A decade after Malaysia Airlines Flight 370 disappeared, planes still at risk of vanishing off the map
- Ten years after MH370, an industry-wide push to rule out a similar case has been stymied by bureaucracy, financial pressure, and a debate about who should have ultimate control of the cockpit
- A key tracking tool for aircraft to broadcast their position at least every minute if they are in trouble has twice been delayed and only set to go into force in 2025
“Good Night. Malaysian Three Seven Zero.”
Those six words were the last radio transmission from the cockpit of Malaysia Airlines Flight 370, less than an hour after the aircraft took off late at night from Kuala Lumpur to Beijing on March 8, 2014. Minutes later, the plane disappeared from air-traffic control radar screens.
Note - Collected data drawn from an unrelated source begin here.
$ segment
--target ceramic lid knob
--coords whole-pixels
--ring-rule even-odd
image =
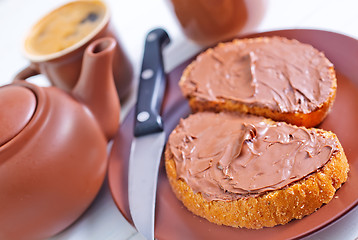
[[[36,104],[36,96],[28,88],[12,85],[0,88],[0,147],[22,131]]]

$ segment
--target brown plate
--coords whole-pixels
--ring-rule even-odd
[[[332,32],[319,30],[281,30],[259,33],[257,36],[283,36],[309,43],[323,51],[337,71],[338,91],[333,109],[321,128],[331,130],[341,141],[350,172],[348,181],[337,191],[335,198],[317,212],[286,225],[261,230],[236,229],[219,226],[197,217],[177,200],[172,192],[162,164],[159,170],[155,237],[162,239],[292,239],[311,234],[337,220],[358,203],[358,41]],[[168,74],[168,87],[163,107],[167,135],[181,117],[189,114],[178,81],[183,69],[192,59]],[[131,222],[128,207],[128,159],[133,138],[134,111],[128,114],[113,143],[109,164],[109,183],[115,203]]]

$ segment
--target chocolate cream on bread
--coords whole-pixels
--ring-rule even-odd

The huge Boeing 777 jet, almost as long as a Manhattan city block and taller than a five-storey building, had somehow managed to make itself invisible in the clear night sky. There were 239 people on board.
Ensuing search operations combed through some of the deepest ocean floors in the inhospitable southern Indian Ocean, hundreds of miles off Australia’s western seaboard, and found no trace of the main fuselage or any passengers and crew. Of the 3 million components in the 777, just a few fragments washed ashore years later on the east African coast.
With no mayday call, no known flight path and no wreckage, MH370 remains modern aviation’s biggest mystery. And while investigators had very little to go on, they were clear on one thing: a plane must never go missing like this again.
Yet 10 years on, an industry-wide push to rule out a similar case has been stymied by bureaucracy, financial pressure, and a debate about who should have ultimate control of the cockpit, according to years of regulatory amendments chronicling the process.